President Obama has promised increased U.S. arms shipments to Israel, Saudi Arabia and other Middle East allies concerned about the nuclear agreement with Iran.
In an Aug. 19 letter to Rep. Jerrold Nadler (D-N.Y.), Obama detailed an impressive and costly list of “our enhanced support for Israel.”
Obama pointed out that the administration is holding talks with Israeli officials to extend for an additional decade the Bush administration’s 10-year, $30 billion plan to pay for Israel’s foreign military purchases of equipment and training, mostly from U.S. firms. The agreement was signed in 2007 and runs out in fiscal 2018. The new deal would “cement for the next decade our unprecedented levels of military assistance,” Obama said in the Nadler letter.
Current discussions involve raising the annual amount, which at $3.1 billion a year is more than half of all U.S. foreign military sales support worldwide, to possibly $3.5 billion a year. At that level it would almost equal 20 percent of Israel’s entire defense budget. Another unique element of the Israeli weapons purchase program is that up to 26.3 percent of the U.S. money can be spent for Israeli-manufactured military equipment.
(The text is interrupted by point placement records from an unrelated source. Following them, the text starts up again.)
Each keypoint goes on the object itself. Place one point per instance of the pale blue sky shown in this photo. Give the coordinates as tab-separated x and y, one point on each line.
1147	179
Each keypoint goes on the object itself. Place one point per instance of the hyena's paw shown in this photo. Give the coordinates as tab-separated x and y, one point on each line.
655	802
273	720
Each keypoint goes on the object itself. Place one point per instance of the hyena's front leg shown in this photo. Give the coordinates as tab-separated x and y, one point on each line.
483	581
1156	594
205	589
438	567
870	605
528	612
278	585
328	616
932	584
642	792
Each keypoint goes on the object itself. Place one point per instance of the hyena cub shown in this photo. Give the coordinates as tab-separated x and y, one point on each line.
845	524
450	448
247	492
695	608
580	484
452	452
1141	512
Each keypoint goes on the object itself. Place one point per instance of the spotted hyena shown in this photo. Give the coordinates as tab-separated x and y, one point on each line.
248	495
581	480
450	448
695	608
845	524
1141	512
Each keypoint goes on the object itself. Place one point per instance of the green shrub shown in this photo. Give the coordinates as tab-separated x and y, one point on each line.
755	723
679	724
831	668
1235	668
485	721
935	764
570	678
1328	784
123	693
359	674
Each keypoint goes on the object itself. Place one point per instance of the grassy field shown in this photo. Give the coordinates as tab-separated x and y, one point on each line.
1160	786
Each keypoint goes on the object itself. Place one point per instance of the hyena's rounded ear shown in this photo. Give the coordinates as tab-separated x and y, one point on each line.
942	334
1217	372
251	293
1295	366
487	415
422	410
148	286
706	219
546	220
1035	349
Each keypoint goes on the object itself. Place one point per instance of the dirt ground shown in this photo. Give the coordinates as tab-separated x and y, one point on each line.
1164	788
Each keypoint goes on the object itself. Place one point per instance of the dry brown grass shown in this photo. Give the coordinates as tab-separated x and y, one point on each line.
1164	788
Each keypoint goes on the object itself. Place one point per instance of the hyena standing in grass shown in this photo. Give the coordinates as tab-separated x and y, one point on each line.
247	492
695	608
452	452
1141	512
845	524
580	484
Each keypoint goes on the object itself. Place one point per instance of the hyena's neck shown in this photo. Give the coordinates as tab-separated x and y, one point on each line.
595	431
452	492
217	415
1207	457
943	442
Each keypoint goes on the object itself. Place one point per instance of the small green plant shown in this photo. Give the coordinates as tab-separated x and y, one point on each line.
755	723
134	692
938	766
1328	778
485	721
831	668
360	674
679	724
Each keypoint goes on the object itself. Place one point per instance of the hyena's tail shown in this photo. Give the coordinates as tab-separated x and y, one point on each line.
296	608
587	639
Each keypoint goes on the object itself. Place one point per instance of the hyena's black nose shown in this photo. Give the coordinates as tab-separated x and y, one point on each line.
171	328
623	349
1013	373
Ironically, the U.S. promise of increased aid to Israel’s defense budget comes as the Pentagon is facing budgetary pressures and Benjamin Netanyahu’s government is having an internal debate over “efficiency reforms” recommended in the Israel Defense Forces.
A June 10 Congressional Research Service study found that the U.S. military assistance has not only “helped transform Israel’s armed forces into one of the most technologically sophisticated militaries in the world,” but also “helped Israel build a domestic defense industry, which ranks as one of the top 10 suppliers of arms worldwide.”
On May 19, the United States announced a $1.88 billion sale to Israel, using the assistance money, for bombs and tail kits for several types of precision-guided weapons. Included are 50 BLU-113, 5,000-pound bombs and special, penetrating nose cones that are designed for use on deeply buried targets, such as Iran’s Fordow underground uranium enrichment facility.
Beyond that annual $3.1 billion in foreign military sales money, the administration has been providing grant money for Israeli missile defense programs. Obama noted that the United States has provided $3 billion over the years to help develop and purchase the Israeli-manufactured Iron Dome short-range missile interceptor systems and to pay for the Arrow 4 and David Sling [Israeli] missile defense systems.
Obama also told Nadler that the United States would “accelerate the ongoing collaborative research and development for tunnel detection and mapping technologies . . . to detect and destroy tunnels before they can be used to threaten Israeli civilians.” About $40 million for this program has been added to the fiscal 2016 defense bill now before Congress.
Obama also pointed out that Israel is the only country in the Middle East that has been offered the new F-35, a fifth-generation U.S. strike fighter, the first of which is expected to be delivered next year. It’s an example of Qualitative Military Edge, or QME, a policy enacted into law by Congress in 2008 that requires U.S. presidents to carry out an “empirical and qualitative assessment on an ongoing basis of the extent to which Israel possesses a qualitative military edge over military threats to Israel.”
That same law requires that any U.S. proposed sale of arms to any other Middle East country carry a certification that the defense articles or services “will not adversely affect Israel’s qualitative military edge.”
In an example of how the United States follows that formula, on May 19 — the same day the proposed $1.88 billion Israeli sale of precision-strike weapons was announced — the Defense Department disclosed a $1.9 billion sale to Saudi Arabia of 10 MH-60R multi-mission helicopters for use against “maritime threats” and “to strengthen its homeland defense.”
“The proposed sale of this equipment and support will not alter the basic military balance in the region,” the announcement said.
There have been additional major sales in recent months not only to the Saudis but also other Gulf states to which Obama pledged last May at Camp David that “the United States will streamline and expedite the transfer of critical defense capabilities.”
But it is to Israel that most attention is being paid.
“No administration has done more for Israel’s security than mine,” Obama wrote to Nadler. “I am prepared to further strengthen this relationship.”
These costly steps are being taken not to gain Israeli support for the agreement. They are designed to provide a reason — or cover — for Jewish and pro-Israeli U.S. members of Congress to justify their voting against a congressional resolution of disapproval of the agreement that will be voted upon when Congress returns in September.
“The seeming effort to make the [Iran nuclear agreement] the ultimate test of Congress’s commitment to Israel is probably unprecedented in the annals of relations between two vibrant democracies,” Brent Scowcroft, national security adviser to presidents Gerald Ford and George H.W. Bush, wrote in a blunt opinion piece in The Washington Post on Sunday.
Scowcroft added, “Let us be clear: There is no credible alternative were Congress to prevent U.S. participation in the nuclear deal. If we walk away, we walk away alone.”